After doing business at a couple of other locations in San Antonio, Schilo’s moved to its present address in 1942. Constructed decades earlier as a bank called Mayo Money Exchange, the building also served as a pet store before the deli moved in. It retains the vintage tile floor, pressed tin ceiling, and wood and limestone interior that contribute to an atmosphere of Old World charm. The former bank vault now serves as the restaurant’s walk-in refrigerator.

“Though we can’t document it, we believe the antique mirrored oak bar is from Papa Fritz’s first saloon in Beeville,” Lyons adds. “And many of the tables and chairs are from San Antonio’s Original Mexican Restaurant, operated by the Farnsworth family on Losoya Street from 1899 to 1959. The three oak booths nearest the street came from a late 1800s ice cream parlor, and the antiques collector who sold them to us said that before that, they were in a Class A bawdy house in San Antonio’s red light district.” Pointing to the words “Lillian the rat” carved into one of the booths, Lyons explains that back in the day, San Antonio authorities classified local houses of ill repute as being Class A, B, or C. Lillian, he surmises, was a madame who must have done something to anger the carver.

Historic photos of San Antonio people and scenes adorn the restaurant walls, including a 1910 panoramic image of the Pearl Brewery, along with framed vintage postcards from Germany.

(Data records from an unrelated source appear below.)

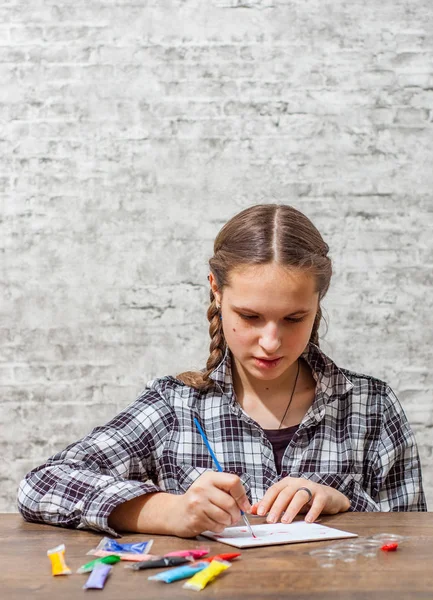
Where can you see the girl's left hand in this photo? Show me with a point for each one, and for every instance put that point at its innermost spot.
(286, 499)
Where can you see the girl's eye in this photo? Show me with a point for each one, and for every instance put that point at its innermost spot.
(287, 319)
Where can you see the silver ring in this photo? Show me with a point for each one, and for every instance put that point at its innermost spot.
(310, 495)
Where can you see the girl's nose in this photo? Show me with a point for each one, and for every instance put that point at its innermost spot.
(270, 339)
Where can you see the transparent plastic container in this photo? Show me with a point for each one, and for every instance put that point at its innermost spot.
(388, 538)
(370, 547)
(350, 550)
(326, 557)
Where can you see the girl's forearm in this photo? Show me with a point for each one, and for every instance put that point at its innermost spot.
(151, 513)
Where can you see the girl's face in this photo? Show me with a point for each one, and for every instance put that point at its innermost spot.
(268, 313)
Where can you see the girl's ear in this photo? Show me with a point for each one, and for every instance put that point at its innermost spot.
(214, 288)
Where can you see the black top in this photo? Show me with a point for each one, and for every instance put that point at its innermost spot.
(280, 439)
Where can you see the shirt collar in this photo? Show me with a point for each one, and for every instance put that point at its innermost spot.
(331, 381)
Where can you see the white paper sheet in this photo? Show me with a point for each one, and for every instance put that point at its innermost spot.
(277, 533)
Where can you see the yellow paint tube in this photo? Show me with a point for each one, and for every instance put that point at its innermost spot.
(57, 558)
(201, 579)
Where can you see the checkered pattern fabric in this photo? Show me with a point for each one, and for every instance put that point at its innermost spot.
(355, 438)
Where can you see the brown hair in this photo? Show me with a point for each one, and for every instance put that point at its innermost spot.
(259, 235)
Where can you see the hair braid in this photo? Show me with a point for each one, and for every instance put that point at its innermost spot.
(217, 344)
(260, 235)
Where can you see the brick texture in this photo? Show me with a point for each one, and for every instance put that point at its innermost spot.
(131, 131)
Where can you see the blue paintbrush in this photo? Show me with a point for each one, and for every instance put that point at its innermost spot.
(218, 466)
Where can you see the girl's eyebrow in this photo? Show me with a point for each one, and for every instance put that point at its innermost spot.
(301, 311)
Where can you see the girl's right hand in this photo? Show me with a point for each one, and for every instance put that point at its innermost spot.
(214, 501)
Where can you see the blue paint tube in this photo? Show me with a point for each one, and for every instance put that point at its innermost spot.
(97, 577)
(179, 573)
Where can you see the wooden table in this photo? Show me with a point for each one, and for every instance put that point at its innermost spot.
(273, 572)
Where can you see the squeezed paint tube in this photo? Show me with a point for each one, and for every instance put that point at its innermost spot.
(124, 555)
(57, 558)
(227, 556)
(109, 545)
(111, 559)
(201, 579)
(97, 577)
(168, 561)
(194, 553)
(179, 573)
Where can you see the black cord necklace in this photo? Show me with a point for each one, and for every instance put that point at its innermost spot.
(291, 397)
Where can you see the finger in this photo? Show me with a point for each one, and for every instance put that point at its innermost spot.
(282, 501)
(254, 508)
(210, 524)
(269, 498)
(226, 503)
(316, 509)
(299, 499)
(233, 485)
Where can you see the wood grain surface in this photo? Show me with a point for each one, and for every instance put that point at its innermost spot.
(285, 571)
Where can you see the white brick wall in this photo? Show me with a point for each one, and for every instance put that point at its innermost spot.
(129, 133)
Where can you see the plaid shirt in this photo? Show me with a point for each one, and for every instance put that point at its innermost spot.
(355, 437)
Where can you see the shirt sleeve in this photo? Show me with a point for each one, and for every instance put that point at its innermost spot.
(394, 471)
(80, 486)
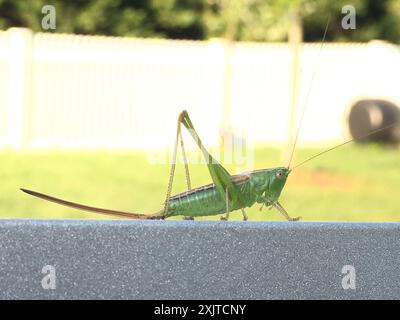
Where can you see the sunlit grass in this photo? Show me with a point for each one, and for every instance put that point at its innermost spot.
(354, 183)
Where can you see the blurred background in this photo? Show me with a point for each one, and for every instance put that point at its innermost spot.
(90, 92)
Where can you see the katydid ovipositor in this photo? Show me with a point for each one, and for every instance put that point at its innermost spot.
(226, 194)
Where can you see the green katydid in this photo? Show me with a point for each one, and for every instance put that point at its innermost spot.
(226, 194)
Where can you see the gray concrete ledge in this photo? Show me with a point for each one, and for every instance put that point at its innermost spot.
(198, 259)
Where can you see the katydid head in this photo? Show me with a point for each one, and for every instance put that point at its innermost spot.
(277, 180)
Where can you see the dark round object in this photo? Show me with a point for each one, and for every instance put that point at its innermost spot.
(369, 115)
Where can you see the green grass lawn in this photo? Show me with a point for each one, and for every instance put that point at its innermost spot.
(354, 183)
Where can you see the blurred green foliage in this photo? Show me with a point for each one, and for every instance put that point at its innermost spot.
(246, 20)
(354, 183)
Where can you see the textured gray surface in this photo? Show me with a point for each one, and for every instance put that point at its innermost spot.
(198, 259)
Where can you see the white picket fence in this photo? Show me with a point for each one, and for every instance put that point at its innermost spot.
(89, 91)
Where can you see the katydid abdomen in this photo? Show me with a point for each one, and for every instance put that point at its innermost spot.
(206, 201)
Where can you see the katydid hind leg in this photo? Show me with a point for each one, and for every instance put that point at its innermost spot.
(279, 207)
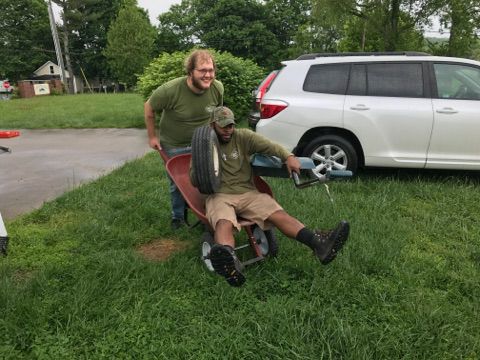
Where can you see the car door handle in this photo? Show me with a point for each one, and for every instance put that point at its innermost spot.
(447, 111)
(359, 107)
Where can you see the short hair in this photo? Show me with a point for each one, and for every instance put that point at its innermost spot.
(196, 56)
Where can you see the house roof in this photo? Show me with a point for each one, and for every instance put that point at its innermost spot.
(48, 63)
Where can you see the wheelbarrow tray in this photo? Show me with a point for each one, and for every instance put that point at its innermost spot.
(178, 167)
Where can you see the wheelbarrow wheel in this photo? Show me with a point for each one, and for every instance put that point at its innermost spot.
(207, 243)
(206, 160)
(266, 240)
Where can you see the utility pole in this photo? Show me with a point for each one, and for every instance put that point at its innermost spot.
(58, 48)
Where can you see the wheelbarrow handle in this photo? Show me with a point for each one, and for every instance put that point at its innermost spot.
(302, 185)
(330, 175)
(164, 155)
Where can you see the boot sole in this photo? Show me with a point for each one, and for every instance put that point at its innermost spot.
(224, 264)
(341, 236)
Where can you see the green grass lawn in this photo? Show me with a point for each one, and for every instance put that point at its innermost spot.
(73, 111)
(406, 285)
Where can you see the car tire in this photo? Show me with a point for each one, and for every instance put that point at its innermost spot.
(331, 152)
(206, 170)
(266, 240)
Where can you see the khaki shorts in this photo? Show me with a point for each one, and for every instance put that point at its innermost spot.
(253, 205)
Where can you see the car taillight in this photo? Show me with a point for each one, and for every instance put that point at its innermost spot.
(264, 87)
(269, 110)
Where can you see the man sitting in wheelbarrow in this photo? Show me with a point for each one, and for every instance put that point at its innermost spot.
(237, 196)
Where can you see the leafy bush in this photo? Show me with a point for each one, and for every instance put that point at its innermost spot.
(239, 77)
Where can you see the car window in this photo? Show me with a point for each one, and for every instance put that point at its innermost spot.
(456, 81)
(358, 80)
(328, 78)
(395, 80)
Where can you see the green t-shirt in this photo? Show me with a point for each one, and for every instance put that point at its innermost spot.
(181, 110)
(237, 174)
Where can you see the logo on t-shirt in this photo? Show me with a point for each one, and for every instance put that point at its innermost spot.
(234, 155)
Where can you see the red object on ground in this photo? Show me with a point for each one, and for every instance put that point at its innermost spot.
(9, 133)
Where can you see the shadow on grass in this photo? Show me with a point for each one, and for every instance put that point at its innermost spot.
(424, 175)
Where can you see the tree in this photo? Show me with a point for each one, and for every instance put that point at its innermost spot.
(25, 38)
(376, 25)
(130, 44)
(177, 28)
(84, 33)
(463, 19)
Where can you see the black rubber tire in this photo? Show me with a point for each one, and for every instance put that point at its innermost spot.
(331, 152)
(267, 241)
(207, 243)
(206, 160)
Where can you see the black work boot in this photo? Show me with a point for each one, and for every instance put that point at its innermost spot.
(326, 244)
(226, 264)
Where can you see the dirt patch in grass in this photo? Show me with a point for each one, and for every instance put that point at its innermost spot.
(161, 249)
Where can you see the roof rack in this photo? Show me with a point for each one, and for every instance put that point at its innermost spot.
(380, 53)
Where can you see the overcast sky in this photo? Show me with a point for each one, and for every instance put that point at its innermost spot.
(156, 7)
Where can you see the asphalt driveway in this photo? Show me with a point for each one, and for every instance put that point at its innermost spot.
(44, 164)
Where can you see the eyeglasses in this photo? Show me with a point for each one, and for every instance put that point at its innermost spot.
(206, 71)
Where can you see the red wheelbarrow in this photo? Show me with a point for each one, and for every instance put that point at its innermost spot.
(262, 243)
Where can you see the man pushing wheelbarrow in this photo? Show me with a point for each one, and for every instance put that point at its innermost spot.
(236, 196)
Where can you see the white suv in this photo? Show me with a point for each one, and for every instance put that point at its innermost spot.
(391, 110)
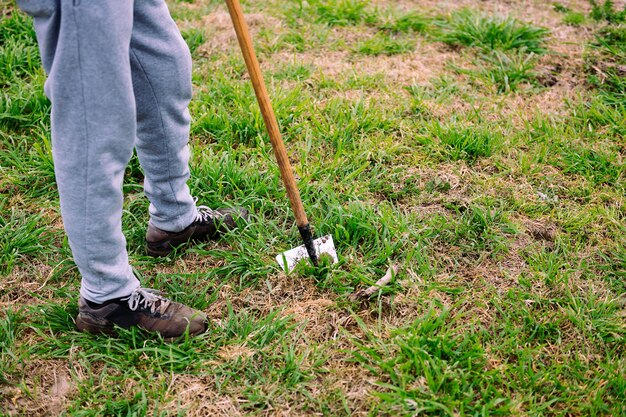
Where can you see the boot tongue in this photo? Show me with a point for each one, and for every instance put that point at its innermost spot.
(144, 298)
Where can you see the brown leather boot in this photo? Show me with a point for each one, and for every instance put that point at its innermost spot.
(145, 308)
(209, 224)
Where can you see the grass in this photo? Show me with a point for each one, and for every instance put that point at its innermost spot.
(423, 138)
(469, 28)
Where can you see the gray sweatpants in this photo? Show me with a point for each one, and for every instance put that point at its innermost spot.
(119, 77)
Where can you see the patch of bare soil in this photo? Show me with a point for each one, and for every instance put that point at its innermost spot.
(44, 393)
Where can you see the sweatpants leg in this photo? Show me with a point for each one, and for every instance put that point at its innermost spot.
(85, 50)
(161, 72)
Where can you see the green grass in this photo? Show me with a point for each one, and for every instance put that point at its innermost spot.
(422, 138)
(469, 28)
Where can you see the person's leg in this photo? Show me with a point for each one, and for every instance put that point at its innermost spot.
(85, 51)
(161, 74)
(161, 70)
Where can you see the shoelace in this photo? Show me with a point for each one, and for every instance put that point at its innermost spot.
(148, 299)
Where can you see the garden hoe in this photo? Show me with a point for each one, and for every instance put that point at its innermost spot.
(311, 248)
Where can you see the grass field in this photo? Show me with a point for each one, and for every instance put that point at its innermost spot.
(480, 146)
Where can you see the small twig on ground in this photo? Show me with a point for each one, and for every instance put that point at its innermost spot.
(369, 291)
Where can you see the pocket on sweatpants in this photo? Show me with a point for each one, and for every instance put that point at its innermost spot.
(38, 8)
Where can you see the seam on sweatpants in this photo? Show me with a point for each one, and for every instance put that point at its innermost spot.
(86, 223)
(167, 148)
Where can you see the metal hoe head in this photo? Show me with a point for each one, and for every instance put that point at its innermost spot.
(323, 246)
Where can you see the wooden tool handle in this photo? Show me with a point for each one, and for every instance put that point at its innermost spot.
(245, 42)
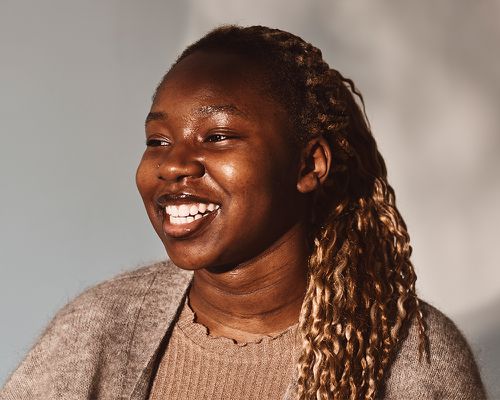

Papa Fritz Schilo’s nephew, 87-year-old Forest Rees, visits the restaurant whenever he can, although he now lives in Fredericksburg. He points out that a photo of the founder near the cash register still gazes out upon his roomful of diners. “I grew up around Schilo’s, and my mother worked there for about 53 years,” Rees says. “She could speak German, and she had a shortwave radio on which she monitored the insane ravings of Adolf Hitler. So when she saw how the war was going, she had the foresight to order enough Swiss cheese to last the duration of the war. They kept it cool in the restaurant’s basement.”

Rees recalls the traditional extra step that made Schilo’s split pea soup so special. “They had someone come in early every day and debone a ham,” he explains. “Then they would put the bones into the soup.” Today, the hearty, creamy concoction, which is served with a slice of rye bread, is a warming cup that’s equally as satisfying on a cold or hot day. Ham bones are no longer part of the preparation, but the current recipe calls for a helping of bacon drippings.

Though his family name is Irish, Lyons’ heritage is three-quarters German. “My father spoke German until he was 12 years old,” Lyons says. “And we used to have some World War II brides—German ladies who’d married American G.I.’s—working here as waitresses. They found comfort in the German atmosphere.”

The Lyons, who also own the now-historic Casa Rio Mexican restaurant on the River Walk, exemplify the sense of multiculturalism that distinguishes San Antonio. It’s a proud tradition at Schilo’s. Rees notes that Papa Fritz was something of a multicultural pioneer himself. “They developed a special kosher potato salad,” he says. “And Schilo’s was the first place in San Antonio to routinely serve kosher foods. That’s something for a German delicatessen.”